Reinforcement Learning for LLMs

Can cumulative rewards teach LLMs multi-step decision making?

Explores whether attributing full episode rewards to each step enables large language models to solve sequential tasks effectively. This matters because current RL methods fail at multi-turn reasoning despite strong single-turn performance.

Note · 2026-02-22 · sourced from Reinforcement Learning
How should we allocate compute budget at inference time?
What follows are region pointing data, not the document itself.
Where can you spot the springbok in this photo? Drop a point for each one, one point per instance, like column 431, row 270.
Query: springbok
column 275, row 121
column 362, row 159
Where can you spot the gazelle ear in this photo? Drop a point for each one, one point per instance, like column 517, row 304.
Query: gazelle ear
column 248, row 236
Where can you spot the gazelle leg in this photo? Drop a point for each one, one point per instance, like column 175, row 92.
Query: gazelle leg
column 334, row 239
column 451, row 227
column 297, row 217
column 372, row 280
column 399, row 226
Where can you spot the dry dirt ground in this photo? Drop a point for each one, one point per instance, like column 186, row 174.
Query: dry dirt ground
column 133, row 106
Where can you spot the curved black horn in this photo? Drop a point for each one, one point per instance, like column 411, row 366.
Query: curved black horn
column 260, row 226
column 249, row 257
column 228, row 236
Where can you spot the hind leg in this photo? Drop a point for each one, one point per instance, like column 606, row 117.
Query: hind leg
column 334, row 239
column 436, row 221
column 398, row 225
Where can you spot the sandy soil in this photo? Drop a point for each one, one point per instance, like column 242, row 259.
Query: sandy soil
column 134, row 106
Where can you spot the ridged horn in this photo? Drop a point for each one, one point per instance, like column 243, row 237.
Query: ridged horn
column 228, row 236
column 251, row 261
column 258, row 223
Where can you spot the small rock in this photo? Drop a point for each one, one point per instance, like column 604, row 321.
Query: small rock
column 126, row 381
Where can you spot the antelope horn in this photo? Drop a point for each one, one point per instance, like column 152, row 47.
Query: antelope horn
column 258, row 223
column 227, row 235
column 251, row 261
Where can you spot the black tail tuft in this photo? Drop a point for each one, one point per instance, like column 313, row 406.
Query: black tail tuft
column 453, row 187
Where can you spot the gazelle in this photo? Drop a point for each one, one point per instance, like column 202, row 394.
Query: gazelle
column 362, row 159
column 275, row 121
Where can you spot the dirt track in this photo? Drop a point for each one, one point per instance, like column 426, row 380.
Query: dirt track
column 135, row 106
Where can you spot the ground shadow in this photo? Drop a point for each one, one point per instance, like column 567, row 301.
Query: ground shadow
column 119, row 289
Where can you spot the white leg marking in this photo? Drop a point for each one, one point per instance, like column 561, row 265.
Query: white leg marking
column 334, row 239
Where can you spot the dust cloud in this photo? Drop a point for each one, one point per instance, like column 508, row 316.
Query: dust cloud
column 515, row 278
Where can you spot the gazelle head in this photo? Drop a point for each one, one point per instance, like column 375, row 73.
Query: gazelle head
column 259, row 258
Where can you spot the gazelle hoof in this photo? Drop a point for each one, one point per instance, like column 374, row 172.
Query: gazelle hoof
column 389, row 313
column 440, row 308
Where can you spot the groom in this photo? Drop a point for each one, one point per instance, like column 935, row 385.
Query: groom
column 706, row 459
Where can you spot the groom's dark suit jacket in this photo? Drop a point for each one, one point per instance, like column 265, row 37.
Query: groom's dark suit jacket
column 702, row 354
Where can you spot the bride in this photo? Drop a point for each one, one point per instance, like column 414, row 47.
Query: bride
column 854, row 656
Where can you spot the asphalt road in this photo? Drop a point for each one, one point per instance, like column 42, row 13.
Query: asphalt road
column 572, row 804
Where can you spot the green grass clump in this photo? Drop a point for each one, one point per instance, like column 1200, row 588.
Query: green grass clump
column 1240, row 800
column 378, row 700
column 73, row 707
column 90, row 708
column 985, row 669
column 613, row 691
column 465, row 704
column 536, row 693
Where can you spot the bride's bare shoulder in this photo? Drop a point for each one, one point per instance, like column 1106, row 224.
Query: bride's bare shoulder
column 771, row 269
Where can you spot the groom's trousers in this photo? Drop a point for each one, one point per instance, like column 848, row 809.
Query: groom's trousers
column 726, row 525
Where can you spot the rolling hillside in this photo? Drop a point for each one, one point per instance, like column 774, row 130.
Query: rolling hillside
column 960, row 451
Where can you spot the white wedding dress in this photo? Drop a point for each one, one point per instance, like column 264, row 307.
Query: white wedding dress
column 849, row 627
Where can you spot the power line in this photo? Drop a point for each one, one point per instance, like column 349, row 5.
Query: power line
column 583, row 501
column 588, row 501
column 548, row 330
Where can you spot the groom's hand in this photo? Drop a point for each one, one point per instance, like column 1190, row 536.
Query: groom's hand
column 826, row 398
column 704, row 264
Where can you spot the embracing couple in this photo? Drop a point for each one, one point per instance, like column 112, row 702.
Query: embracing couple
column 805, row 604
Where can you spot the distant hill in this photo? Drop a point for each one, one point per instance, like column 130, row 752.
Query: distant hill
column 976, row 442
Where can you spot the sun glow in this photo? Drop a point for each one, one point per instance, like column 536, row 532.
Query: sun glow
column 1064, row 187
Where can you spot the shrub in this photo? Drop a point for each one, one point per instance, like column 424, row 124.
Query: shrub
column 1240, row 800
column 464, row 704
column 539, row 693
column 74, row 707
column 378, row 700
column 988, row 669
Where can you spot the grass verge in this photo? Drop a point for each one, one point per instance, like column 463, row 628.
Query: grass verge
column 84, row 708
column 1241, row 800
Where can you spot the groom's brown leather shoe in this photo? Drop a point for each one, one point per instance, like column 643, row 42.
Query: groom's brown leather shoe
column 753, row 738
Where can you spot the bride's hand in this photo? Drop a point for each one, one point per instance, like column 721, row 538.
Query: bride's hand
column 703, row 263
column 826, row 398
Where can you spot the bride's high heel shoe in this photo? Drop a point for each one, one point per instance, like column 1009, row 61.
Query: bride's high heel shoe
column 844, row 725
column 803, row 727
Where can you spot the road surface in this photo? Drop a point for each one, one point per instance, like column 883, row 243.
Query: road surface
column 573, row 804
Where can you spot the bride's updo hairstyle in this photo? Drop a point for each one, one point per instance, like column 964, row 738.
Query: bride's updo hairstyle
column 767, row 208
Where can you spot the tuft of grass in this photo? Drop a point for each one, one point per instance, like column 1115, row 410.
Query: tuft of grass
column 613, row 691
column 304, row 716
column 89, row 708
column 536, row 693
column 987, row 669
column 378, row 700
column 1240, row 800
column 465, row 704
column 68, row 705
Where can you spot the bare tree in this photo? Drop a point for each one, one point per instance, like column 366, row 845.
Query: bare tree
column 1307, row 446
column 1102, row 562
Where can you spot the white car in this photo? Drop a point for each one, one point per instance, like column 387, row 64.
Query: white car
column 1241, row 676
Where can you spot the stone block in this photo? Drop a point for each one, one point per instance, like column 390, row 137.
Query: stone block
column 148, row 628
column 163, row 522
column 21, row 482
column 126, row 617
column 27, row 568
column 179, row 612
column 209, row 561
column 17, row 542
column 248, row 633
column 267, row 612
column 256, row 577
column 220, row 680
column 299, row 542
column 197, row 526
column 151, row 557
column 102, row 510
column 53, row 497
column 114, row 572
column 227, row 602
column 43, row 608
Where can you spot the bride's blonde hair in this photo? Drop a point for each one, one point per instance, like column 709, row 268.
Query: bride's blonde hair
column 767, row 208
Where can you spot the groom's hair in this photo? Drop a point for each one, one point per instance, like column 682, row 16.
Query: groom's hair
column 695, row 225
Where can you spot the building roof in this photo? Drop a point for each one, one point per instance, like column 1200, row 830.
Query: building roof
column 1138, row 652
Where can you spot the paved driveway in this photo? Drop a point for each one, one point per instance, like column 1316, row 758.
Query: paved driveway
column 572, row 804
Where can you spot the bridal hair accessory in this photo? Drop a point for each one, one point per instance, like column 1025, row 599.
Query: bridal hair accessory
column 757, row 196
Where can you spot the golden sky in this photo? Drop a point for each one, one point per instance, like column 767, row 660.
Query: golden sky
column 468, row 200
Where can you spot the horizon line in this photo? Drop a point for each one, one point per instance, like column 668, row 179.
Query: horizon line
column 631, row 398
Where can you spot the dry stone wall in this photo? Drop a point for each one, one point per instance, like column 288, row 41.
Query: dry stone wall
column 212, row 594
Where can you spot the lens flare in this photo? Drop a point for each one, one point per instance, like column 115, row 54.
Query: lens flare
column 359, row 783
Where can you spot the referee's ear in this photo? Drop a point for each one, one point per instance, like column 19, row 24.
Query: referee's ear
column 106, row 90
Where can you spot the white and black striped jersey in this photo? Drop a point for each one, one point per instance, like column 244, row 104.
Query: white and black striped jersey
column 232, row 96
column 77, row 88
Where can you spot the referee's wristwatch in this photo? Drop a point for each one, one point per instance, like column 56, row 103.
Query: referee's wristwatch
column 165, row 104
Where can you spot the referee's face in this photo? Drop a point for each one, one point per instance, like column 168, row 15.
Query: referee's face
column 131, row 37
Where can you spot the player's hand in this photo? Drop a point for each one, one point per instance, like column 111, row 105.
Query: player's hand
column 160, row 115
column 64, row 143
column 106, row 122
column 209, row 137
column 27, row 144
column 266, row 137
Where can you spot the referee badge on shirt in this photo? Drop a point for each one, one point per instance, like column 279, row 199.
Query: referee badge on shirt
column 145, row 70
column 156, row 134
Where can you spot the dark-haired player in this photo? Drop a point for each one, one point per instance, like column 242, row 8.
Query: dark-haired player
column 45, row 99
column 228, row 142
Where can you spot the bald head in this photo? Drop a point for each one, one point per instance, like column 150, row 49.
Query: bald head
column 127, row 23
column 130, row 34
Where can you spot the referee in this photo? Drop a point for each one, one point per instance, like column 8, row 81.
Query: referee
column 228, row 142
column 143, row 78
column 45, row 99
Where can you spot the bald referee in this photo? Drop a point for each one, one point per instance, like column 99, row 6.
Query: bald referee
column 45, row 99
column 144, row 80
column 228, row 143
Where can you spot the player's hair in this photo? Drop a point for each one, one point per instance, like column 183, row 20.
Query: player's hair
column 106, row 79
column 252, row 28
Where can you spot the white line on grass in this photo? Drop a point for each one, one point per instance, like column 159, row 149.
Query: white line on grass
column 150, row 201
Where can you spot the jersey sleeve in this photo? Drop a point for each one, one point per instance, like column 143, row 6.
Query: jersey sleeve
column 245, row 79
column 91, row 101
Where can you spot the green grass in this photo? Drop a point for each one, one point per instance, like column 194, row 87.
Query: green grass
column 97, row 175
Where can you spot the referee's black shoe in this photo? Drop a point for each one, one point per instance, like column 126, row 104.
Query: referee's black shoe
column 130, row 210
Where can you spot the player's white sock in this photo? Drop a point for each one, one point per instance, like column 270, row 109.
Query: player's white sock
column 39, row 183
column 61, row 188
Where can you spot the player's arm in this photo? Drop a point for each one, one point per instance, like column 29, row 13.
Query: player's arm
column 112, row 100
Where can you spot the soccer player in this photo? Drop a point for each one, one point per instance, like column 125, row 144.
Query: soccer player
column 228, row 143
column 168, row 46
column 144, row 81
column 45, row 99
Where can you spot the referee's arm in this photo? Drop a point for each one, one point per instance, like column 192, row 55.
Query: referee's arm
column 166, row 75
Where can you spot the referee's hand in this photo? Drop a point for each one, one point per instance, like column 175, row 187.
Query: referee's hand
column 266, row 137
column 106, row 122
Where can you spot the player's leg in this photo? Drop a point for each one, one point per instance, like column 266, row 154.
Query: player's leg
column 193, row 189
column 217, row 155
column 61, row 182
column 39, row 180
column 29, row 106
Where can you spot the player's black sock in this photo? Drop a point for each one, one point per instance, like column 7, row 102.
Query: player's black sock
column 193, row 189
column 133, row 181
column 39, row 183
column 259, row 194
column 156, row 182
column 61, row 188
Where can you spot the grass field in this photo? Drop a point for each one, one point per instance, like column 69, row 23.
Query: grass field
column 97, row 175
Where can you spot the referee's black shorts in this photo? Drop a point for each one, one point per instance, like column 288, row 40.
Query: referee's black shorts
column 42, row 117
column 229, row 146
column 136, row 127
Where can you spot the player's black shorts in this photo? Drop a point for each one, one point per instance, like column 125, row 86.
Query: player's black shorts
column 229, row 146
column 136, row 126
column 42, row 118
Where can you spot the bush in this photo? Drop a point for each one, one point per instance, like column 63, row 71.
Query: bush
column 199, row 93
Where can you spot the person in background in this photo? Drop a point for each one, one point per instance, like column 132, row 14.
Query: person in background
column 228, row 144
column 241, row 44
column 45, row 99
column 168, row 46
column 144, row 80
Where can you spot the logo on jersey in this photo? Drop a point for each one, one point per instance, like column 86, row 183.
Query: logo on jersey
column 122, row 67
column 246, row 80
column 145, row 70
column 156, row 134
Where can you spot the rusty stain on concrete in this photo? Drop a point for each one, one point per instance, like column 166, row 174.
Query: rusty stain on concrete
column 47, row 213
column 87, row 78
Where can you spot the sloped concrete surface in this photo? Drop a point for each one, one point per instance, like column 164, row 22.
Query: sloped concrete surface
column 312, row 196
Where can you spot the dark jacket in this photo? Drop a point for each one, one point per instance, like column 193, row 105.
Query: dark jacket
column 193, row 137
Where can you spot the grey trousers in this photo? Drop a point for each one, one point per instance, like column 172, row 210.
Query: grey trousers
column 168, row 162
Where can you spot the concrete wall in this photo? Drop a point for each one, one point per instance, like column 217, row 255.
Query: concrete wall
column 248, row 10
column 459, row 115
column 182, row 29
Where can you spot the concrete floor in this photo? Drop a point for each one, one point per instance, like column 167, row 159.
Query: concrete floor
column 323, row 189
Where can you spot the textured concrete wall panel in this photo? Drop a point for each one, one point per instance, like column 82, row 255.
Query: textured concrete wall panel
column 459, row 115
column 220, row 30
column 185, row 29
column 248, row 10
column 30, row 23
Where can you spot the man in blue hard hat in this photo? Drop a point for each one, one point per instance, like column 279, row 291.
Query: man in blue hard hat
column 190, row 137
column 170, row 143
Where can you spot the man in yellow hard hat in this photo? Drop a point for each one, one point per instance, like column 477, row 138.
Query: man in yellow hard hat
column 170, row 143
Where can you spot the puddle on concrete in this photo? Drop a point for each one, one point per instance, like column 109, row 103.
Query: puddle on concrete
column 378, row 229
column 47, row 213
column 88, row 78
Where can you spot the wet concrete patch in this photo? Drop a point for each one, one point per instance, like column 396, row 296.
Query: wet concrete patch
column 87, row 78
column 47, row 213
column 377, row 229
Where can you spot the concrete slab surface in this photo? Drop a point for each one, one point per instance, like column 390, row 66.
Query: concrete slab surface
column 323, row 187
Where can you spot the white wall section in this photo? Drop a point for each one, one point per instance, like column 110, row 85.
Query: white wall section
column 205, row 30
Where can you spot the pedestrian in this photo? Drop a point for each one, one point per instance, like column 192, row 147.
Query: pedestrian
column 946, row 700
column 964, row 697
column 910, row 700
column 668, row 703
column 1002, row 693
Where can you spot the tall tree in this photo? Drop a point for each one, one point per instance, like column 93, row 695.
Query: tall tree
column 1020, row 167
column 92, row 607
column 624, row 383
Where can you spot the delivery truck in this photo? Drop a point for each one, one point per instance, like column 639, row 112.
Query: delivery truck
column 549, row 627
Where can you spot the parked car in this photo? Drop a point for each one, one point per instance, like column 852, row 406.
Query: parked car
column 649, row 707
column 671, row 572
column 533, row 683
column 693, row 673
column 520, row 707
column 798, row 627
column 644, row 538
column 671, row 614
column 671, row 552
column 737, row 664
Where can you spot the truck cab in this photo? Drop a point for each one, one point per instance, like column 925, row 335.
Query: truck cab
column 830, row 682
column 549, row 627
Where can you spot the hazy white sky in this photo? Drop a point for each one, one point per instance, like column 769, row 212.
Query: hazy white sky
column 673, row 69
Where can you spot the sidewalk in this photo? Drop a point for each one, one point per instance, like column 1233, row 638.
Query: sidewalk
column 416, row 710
Existing RL post-training methods are designed for single-turn interactions and cannot handle credit assignment in multi-step agentic tasks. MS-GRPO addresses this through two formal contributions: the Text-Mediated Stochastic Game (TSMG), which models the environment with an explicit text interface, and Language-Agent Policy (LAP), which defines the agent's LLM-based policy.

The credit assignment solution is direct: attribute the entire cumulative episode reward to each individual episode step. This is supplemented by absolute-advantage-weighted episode sampling that improves training performance. The optimization for each step uses only the current state as context, keeping computation manageable.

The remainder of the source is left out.